Mauricio Mulder, Pido la palabra
Congresista
Ciertamente la frase “este es el peor Congreso de la historia” ha sido dicha tantas veces que suena a cliché. Pero yo, que algo de experiencia tengo en materia congresal, no creo que, dadas las circunstancias actuales, no pueda decirse otra cosa ante los reiterados despropósitos y las oprobiosas conductas que se registran en nuestro Parlamento Nacional.
No me refiero ciertamente a las conductas individuales de los parlamentarios pues allí hay de todo. Muchos son los que se preocupan en estar informados, leyendo y culturizándose, o manteniendo coherencia con sus principios y su decencia. Pero estos son apocados por otros que no tienen escrúpulos en usar el cargo en su provecho personal, que solo buscan prebendas del Gobierno, que no buscan salir de su ignorancia preparándose y estudiando, y que muestran la arrogancia del que cree que su poder es eterno. Bien decía Aristófanes en frase perfectamente aplicable hoy en el Perú: “La inmadurez se supera con el paso del tiempo, la ignorancia se cura con la educación y la embriaguez con la templanza; pero la estupidez, esa queda para siempre”.
Cuando el odio político y el apetito de poder desmedido se convierten en el único impulso de la acción pública de la mayoría congresal y su gobierno, olvidando sus funciones en pro del bienestar común, afloran esas miserias humanas y desnudan almas ranciadas por la mediocridad.
Después de casi dos años de dispendiosa función, tres congresistas adscritos a la descripción de Aristófanes han llegado a la prodigiosa conclusión, dentro de la ‘megacomisión’, de inventar una “infracción constitucional” contra un jefe de Estado por haber promulgado una ley aprobada por el Parlamento peruano. Estos dignos émulos del insuperable Trespatines han innovado para siempre la historia del Perú, y quizá del mundo, imputando responsabilidad a un acto que es consustancial al cargo que se tiene y para el que fue elegido: aprobar una ley.
A partir de hoy, todos los congresistas, cada vez que aprobamos una ley, estamos cometiendo una infracción constitucional.
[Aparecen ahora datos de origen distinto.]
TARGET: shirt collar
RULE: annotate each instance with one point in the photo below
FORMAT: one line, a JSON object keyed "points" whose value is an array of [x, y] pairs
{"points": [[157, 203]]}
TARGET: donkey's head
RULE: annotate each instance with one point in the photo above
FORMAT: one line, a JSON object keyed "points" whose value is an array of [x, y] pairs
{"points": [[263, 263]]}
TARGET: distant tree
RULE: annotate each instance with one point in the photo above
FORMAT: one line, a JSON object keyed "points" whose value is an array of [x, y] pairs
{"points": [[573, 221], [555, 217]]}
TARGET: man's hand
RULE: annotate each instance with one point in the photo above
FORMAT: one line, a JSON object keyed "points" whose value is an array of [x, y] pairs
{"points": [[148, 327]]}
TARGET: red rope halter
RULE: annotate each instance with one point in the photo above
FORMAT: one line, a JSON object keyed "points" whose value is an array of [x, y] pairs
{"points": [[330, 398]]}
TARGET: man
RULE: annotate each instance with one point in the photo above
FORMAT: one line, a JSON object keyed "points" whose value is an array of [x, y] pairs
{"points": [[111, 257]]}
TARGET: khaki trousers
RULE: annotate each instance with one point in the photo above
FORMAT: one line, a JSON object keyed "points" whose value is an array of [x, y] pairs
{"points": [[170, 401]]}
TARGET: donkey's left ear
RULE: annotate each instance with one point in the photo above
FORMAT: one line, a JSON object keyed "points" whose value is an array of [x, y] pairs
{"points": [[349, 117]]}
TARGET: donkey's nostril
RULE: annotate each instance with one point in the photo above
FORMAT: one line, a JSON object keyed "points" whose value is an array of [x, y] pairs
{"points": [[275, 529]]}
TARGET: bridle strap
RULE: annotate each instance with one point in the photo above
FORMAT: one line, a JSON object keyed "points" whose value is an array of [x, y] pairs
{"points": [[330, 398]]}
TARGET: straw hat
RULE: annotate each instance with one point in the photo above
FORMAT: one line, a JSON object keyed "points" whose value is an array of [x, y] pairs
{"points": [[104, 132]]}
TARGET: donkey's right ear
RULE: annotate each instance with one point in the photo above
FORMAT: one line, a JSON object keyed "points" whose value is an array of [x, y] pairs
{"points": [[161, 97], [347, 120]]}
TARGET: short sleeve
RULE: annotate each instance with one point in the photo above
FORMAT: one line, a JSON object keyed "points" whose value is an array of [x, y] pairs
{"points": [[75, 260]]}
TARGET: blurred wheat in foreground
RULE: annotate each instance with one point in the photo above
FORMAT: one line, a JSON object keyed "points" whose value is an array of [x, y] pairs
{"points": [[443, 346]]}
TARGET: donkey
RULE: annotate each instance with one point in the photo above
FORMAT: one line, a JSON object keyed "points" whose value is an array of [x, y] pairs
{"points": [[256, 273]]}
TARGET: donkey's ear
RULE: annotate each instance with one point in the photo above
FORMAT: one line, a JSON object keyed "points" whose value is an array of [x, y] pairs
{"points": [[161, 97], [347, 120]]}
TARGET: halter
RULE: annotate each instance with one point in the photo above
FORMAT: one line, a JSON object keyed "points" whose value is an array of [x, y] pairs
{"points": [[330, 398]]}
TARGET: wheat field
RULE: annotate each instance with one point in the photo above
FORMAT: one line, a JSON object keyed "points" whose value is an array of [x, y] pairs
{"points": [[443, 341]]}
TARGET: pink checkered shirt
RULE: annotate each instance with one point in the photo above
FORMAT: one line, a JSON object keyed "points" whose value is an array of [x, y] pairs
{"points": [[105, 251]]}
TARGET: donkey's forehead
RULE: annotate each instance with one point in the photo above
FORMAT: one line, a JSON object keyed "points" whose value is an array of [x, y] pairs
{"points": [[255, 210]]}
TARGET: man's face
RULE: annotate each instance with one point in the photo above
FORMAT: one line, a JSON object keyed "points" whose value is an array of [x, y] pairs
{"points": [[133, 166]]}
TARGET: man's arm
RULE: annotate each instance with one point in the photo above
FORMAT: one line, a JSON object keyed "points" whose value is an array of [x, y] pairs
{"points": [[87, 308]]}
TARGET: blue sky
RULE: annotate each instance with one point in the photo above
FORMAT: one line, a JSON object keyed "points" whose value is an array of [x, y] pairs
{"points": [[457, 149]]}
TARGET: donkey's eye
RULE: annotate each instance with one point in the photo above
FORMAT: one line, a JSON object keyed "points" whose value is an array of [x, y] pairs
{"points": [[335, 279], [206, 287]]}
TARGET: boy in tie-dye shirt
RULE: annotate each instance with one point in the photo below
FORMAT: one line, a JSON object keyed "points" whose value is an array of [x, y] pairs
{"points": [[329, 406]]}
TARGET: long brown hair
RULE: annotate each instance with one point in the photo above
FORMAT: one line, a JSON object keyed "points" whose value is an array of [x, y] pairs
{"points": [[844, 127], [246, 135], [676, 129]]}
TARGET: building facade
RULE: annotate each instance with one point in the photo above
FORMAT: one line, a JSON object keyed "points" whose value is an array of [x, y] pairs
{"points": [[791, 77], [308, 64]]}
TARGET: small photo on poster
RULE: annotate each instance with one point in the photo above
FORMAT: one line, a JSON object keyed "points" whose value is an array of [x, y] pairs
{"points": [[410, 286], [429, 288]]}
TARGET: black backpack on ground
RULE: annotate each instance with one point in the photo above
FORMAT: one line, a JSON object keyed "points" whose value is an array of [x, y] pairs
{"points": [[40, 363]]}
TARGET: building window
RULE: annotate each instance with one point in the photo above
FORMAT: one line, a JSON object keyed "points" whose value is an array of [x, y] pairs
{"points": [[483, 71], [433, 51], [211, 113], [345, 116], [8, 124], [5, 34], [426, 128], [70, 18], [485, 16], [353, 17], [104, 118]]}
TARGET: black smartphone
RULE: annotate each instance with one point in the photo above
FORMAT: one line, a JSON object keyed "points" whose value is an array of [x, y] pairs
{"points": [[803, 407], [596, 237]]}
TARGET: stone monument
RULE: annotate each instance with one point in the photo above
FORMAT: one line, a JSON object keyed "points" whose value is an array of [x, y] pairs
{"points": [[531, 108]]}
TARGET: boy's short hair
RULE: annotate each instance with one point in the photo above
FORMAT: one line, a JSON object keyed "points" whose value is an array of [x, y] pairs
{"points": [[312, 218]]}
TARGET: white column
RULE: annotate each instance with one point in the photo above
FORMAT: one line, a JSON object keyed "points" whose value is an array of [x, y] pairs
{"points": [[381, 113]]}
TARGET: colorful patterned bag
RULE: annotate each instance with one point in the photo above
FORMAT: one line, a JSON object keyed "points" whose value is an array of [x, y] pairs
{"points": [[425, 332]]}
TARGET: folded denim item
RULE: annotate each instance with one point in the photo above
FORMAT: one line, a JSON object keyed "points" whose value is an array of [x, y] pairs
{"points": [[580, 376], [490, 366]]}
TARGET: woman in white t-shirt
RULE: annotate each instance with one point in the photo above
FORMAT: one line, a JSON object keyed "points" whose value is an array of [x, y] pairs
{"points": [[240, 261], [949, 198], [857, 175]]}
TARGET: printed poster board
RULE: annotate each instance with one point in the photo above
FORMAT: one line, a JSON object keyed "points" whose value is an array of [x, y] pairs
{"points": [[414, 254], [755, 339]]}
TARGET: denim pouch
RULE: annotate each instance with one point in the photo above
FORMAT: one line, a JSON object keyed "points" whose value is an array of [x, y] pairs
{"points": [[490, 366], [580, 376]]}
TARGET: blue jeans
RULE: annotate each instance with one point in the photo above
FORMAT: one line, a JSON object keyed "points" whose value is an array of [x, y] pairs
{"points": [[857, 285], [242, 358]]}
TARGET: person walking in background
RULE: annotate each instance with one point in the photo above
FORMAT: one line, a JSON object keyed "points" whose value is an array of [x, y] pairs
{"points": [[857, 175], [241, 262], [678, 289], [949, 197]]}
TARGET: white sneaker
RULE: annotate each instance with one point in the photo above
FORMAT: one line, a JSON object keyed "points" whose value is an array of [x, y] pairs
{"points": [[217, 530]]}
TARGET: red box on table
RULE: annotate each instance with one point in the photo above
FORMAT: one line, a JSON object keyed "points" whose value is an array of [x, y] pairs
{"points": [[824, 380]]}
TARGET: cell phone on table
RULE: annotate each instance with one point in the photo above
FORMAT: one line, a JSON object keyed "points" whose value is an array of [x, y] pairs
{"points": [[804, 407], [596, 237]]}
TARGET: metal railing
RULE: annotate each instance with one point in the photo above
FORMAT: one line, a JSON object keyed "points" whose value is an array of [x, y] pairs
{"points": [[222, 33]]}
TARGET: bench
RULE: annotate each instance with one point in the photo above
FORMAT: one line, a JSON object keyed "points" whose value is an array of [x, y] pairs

Es más, cada persona, por hacer su trabajo, es a partir de hoy un cuasi delincuente. El policía que cuida su calle, el juez que dirime un pleito, el cura que da una misa, el futbolista que mete un gol, el cocinero que prepara una delicia, el profesor que enseña, el funcionario que cumple la ley, todos, absolutamente todos, por el solo hecho de cumplir lo que creíamos que era nuestro deber, somos en realidad un hato de delincuentes.
Ni a Hitler ni a Stalin se les hubiera ocurrido tamaña genialidad para hacer sus purgas asesinas. Ellos al menos se cuidaban de darles apariencia a sus acusaciones: inventaban asesinatos, robos, violaciones o conspiraciones. El inocente era convertido en ladrón o asesino. Pero nunca se les ocurrió acusar por una buena conducta. No llegaron a esa genialidad que les hubiera facilitado las cosas. ¿Para qué tomarse el trabajo de armar un crimen y echarle la culpa a alguien, si lo puedes condenar por haberse lavado los dientes o comido un dulce? Puedes convertir en delito hasta el irse a dormir y, entonces, todo resulta más fácil para sacarte de encima a tu rival.
Esa auténtica novedad del indescifrable comportamiento humano, jamás vista en cinco mil años de historia, ha sido inventada en el Congreso peruano por tres turiferarios congresales que bien harían en reclamar su espacio en la historia de la humanidad. Felicitaciones.